WASHINGTON — Sen. Daniel Inouye of Hawaii, the influential Democrat who broke racial barriers on Capitol Hill and played key roles in congressional investigations of the Watergate and Iran-Contra scandals, died Monday. He was 88.
Inouye, a senator since January 1963, was currently the longest serving senator and was president pro tempore of the Senate, third in the line presidential succession. His office said Monday that he died of respiratory complications at a Washington-area hospital.
Senate Majority Leader Harry Reid announced Inouye’s death on the Senate floor.
Inouye was a World War II hero and Medal of Honor winner who lost an arm to a German hand grenade during a battle in Italy. He became the first Japanese-American to serve in Congress, when he was elected to the House in 1959, the year Hawaii became a state. He won election to the Senate three years later and served there longer than anyone in American history except Robert Byrd of West Virginia, who died in 2010 after 51 years in the Senate.
After Byrd’s death, Inouye became president pro tem of the Senate, a largely ceremonial post that also placed him in the line of succession to the presidency, after the vice president and the speaker of the House.

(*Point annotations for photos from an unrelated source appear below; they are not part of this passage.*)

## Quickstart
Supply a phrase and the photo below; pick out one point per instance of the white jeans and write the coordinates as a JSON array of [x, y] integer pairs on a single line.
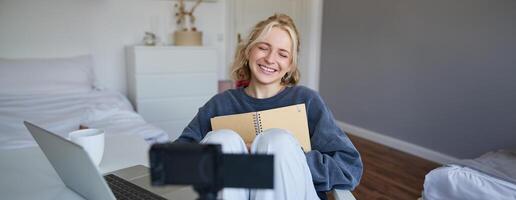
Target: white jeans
[[292, 178]]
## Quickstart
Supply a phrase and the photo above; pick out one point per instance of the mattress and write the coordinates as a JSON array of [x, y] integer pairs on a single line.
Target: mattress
[[61, 114], [491, 176]]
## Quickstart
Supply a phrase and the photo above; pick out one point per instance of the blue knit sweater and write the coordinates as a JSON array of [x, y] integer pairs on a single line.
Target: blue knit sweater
[[334, 162]]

Although tremendously popular in his home state, Inouye actively avoided the national spotlight until he was thrust into it. He was the keynote speaker at the 1968 Democratic National Convention, and later reluctantly joined the Senate’s select committee on the Watergate scandal. The panel’s investigation led to the resignation of President Richard Nixon.
Inouye also served as chairman of the committee that investigated the Iran-Contra arms and money affair, which rocked Ronald Reagan’s presidency.

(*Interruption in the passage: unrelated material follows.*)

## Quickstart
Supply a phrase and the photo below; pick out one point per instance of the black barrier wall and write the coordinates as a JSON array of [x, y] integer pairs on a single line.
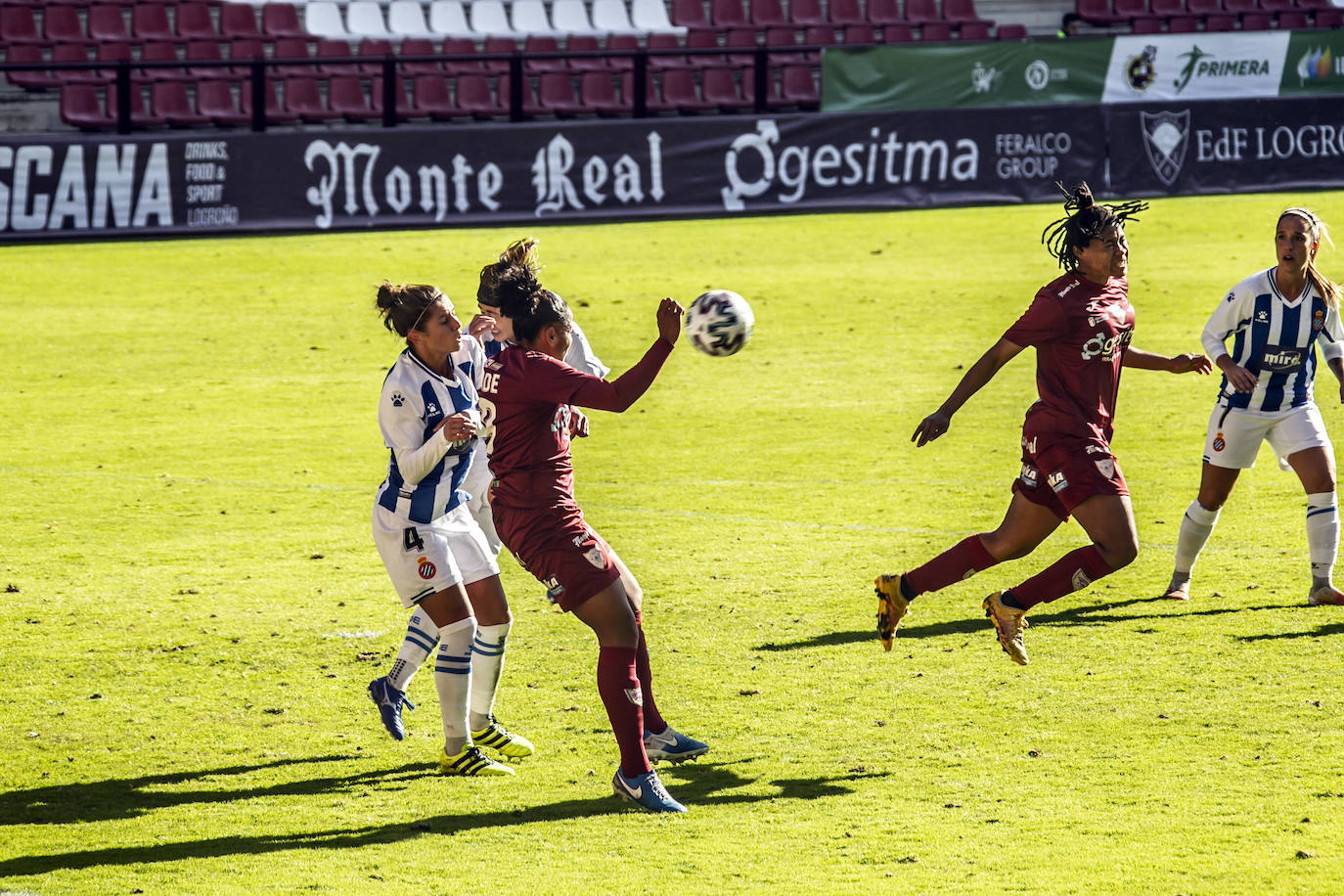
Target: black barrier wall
[[656, 168]]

A quiet but powerful lawmaker, Inouye ran for Senate majority leader several times without success. He gained power as a member of the Senate Appropriations Committee and chairman of the defense appropriations subcommittee before Republicans took control of the Senate in 1994.
When the Democrats regained control in the 2006 elections, Inouye became chairman of the Senate Commerce Committee. He left that post two years later to become chairman of the powerful Senate Appropriations Committee.

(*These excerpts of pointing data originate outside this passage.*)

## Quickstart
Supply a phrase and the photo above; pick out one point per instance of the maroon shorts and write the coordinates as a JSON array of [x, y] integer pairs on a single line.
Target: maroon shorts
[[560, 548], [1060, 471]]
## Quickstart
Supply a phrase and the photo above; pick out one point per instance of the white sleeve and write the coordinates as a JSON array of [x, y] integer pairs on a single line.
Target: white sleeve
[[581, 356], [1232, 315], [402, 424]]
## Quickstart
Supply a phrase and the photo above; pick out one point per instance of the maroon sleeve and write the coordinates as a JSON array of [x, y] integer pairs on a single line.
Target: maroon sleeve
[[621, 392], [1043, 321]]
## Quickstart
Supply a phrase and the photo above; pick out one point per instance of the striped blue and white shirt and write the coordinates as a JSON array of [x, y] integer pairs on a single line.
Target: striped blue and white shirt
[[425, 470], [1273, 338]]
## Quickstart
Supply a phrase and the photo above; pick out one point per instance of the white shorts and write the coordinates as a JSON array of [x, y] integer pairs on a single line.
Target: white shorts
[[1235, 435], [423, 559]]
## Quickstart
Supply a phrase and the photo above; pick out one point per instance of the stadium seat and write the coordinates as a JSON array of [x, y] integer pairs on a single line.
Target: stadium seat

Inouye also chaired the Senate Indian Affairs Committee for many years. He was made an honorary member of the Navajo nation and given the name “The Leader Who Has Returned With a Plan.”
In 2000, Inouye was one of 22 Asian-American World War II veterans who belatedly received the nation’s top honor for bravery on the battlefield, the Medal of Honor. The junior senator from Hawaii at the time, Daniel Akaka, had worked for years to get officials to review records to determine if some soldiers had been denied the honor because of racial bias.